Portal O Dia - Notícias do Piauí, Teresina, Brasil e mundo

WhatsApp Facebook Twitter Telegram Messenger LinkedIn E-mail Gmail

As férias e as onomatopeias

A rotina é um estampido que incomoda

21/10/2014 07:00

Imagem: Google

Depois de alguns merecidos dias de férias, retorno a repartição hoje. Foram dias feéricos, com direito a levantar um pouquinho mais tarde, a não programar o despertador, a não tomar café apressado e tão cedo, e principalmente, me ajudou a fugir da agitação do cotidiano proletário. 

Com a pausa no trabalho, pude, como um bom velhinho aposentado, desfilar de pijama e de chinelos pantufa pelas as manhãs ociosas de um lar que estranhava minha presença. E as manhãs de quem não precisa necessariamente trabalhar, são janelas que se abrem para o paraíso. 

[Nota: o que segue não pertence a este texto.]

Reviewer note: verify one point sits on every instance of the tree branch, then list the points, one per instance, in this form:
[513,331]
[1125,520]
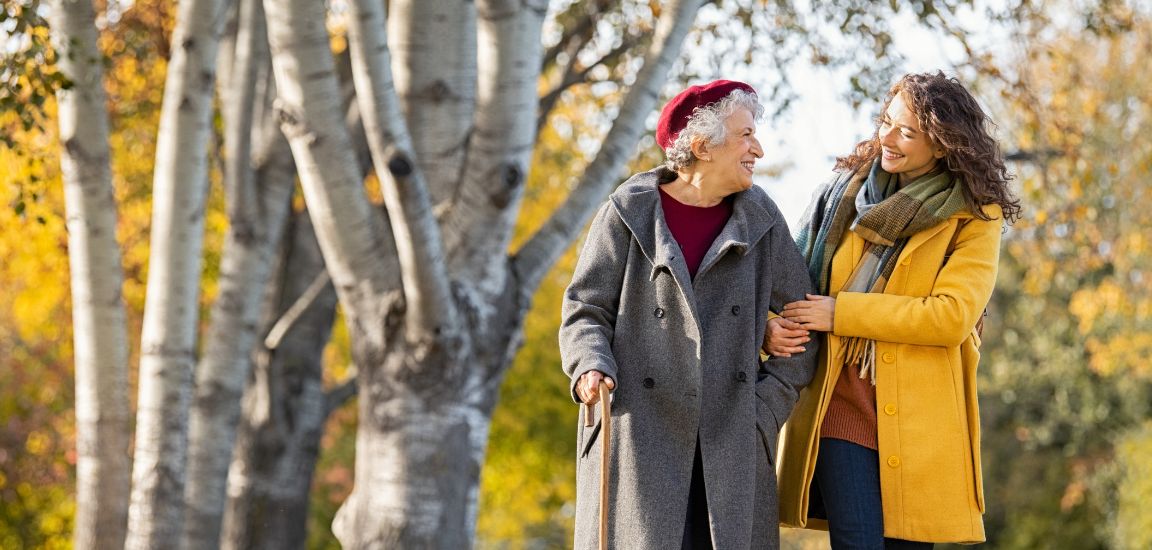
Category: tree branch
[433,47]
[478,225]
[311,114]
[574,76]
[536,257]
[577,35]
[296,310]
[430,309]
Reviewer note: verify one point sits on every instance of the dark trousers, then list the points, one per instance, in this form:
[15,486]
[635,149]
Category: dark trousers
[848,479]
[697,532]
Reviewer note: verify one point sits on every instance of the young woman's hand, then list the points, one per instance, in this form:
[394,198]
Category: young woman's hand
[816,313]
[783,338]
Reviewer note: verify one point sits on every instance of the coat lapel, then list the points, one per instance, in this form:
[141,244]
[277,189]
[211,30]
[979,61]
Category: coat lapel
[749,221]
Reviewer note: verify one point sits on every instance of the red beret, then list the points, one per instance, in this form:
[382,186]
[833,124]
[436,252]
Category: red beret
[674,117]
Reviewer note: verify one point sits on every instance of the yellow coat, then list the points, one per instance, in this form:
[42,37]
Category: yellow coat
[926,353]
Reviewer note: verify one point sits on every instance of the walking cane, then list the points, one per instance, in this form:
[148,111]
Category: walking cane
[605,449]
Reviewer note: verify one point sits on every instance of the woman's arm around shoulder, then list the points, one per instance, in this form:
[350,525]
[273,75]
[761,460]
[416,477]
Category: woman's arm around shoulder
[947,315]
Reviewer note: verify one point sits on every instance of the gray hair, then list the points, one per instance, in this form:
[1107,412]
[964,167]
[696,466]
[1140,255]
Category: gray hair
[709,122]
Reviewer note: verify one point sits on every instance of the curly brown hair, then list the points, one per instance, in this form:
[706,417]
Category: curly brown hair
[954,120]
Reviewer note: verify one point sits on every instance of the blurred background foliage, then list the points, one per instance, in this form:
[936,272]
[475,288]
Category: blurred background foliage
[1067,384]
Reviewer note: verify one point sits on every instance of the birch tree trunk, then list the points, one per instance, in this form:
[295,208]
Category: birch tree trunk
[285,407]
[171,313]
[430,361]
[257,211]
[99,326]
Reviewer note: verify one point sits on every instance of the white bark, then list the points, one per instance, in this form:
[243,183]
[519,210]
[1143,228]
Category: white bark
[431,313]
[433,44]
[479,225]
[285,409]
[309,104]
[425,404]
[536,257]
[171,313]
[257,215]
[99,326]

Aproveitei mesmo cada milímetro da minha ociosidade, porque nas férias, nenhum dia é em vão, nenhum dia é descartado. Fiz o que não se faz quando temos que bater o ponto, quando se tem que bater continência ao chefe. Assisti banalidades na tevê, almocei fora de hora, joguei conversa fora com o porteiro do condomínio em pleno horário comercial, li Cesário Verde calmamente em "manhãs brumosas" de segundas-feiras. 

Até meu happy hour mudei de horário, passou a ser diurno, pus o lanche para período integral, não apressei meu tempo livre, e a noite, só dormia depois das duas da manhã, com a certeza de que no dia seguinte não precisaria madrugar.  

Boa parte de minhas férias foi assim, sombra e água fresca, como o próprio momento sugere, dei até para estudar os sons que amanheciam em minha casa, virei uma espécie de investigador de onomatopeias matinais. Ouvia com encanto o barulho das louças sendo lavadas pela a empregada, como também o balançar da vassoura de piaçava que ela esfregava pela a varanda. 

Em outros dias, acordava mais cedo, tipo nove da manhã, e curtia outros sons, me enternecia com o apito da chaleira fervendo, com o tilintar das xícaras sobre a mesa do café, com o liquidificador triturando a popa de frutas, com a serrinha da faca cortando o pão, e todos esses sons soavam como melopeias em meus ouvidos, inclusive o barulhinho que a minha mulher fazia ao mastigar um cream cracker. 

Há tempos esses sons não me vinham à tona, com certeza estavam emudecidos pela a sonoridade da rotina, e a rotina definitivamente é um estampido que incomoda. E agora que as minhas férias findam, e que os dias normais e sem descobertas voltarão, terei que me readaptar ao alarido do despertador, ao zumbido dos teclados, a balburdia do bater de portas e ao burburinho que se ouve no cotidiano de uma repartição.